It’s not just the Hadron Collider that’s Large: super-colliders and super-papers

During most of my career in data science, I’ve been used to dealing with analysis where there is an objective correct answer. This is bread and butter to data mining: you create a model and test it against reality.  Your model is either good or bad (or sufficiently good!) and you can choose to use it or not.

But since joining THE I’ve been faced with another, and in some ways very different problem – building our new World University Rankings – a challenge where there isn’t an absolute right answer.

So what can you, as a data scientist, do to make sure that the answer you provide is as accurate as possible? Well it turns out (not surprisingly) that the answer is being as certain as possible about the quality, and biases in the input data.

Papers and citations

One of the key elements of our ranking is the ability of a University to generate valuable new knowledge.  There are several ways we evaluate that, but one of the most important is around new papers that are generated by researchers. Our source for these is Elsevier’s Scopus database – a great place to get information on academic papers.

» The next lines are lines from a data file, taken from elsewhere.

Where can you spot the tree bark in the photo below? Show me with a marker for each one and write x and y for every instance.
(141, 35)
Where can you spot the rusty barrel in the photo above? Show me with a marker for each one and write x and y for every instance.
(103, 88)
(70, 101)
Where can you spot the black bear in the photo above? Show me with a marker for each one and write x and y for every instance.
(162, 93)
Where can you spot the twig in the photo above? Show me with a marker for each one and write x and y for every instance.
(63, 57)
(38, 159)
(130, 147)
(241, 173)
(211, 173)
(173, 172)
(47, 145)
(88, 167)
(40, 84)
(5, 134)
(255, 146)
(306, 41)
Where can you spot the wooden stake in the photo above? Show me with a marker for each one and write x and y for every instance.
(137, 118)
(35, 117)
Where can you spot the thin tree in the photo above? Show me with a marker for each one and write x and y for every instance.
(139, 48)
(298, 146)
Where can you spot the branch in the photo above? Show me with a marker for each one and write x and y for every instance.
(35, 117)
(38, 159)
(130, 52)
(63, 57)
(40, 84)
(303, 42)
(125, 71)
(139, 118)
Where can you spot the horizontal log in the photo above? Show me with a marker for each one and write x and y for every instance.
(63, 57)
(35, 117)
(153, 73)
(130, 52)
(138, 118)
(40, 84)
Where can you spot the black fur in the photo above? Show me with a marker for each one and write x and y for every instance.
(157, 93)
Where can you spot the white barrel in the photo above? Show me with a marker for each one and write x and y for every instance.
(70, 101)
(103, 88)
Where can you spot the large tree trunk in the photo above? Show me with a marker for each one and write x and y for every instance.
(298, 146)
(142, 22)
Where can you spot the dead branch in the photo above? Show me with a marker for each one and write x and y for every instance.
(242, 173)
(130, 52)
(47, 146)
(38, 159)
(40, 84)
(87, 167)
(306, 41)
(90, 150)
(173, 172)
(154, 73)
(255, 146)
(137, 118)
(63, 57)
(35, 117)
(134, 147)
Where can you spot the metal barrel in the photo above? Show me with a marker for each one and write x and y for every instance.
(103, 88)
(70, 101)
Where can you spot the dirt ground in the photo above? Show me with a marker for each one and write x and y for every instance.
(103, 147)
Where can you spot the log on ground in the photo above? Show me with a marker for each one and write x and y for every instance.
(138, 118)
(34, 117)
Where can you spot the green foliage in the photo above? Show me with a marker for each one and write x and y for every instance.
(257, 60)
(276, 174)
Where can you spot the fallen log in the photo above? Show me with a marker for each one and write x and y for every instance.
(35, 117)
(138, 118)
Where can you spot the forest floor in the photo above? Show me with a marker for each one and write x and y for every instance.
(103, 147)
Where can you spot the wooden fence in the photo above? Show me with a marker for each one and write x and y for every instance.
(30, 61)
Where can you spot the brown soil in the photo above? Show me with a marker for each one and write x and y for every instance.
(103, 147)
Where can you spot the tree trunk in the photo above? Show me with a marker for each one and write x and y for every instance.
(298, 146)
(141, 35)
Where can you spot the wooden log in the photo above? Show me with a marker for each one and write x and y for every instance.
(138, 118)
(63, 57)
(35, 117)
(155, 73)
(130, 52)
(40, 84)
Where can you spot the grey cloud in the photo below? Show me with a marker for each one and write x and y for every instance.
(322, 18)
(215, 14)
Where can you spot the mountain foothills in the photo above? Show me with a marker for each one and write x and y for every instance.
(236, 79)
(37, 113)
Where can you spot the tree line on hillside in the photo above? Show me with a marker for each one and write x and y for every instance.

We are interested in a few things: the number of papers generated by a University, the number of papers with international collaboration, and the average number of citations that papers from a University get.

Citations are key. They are an indication that the work has merit. Imagine that in my seminal paper “French philosophy in the late post-war period” I chose to site Anindya Bhattacharyya’s “Sets, Categories and Topoi: approaches to ontology in Badiou’s later work“. I am telling the world that he has done a good piece of research.  If we add up all the citations he has received we get an idea of the value of the work.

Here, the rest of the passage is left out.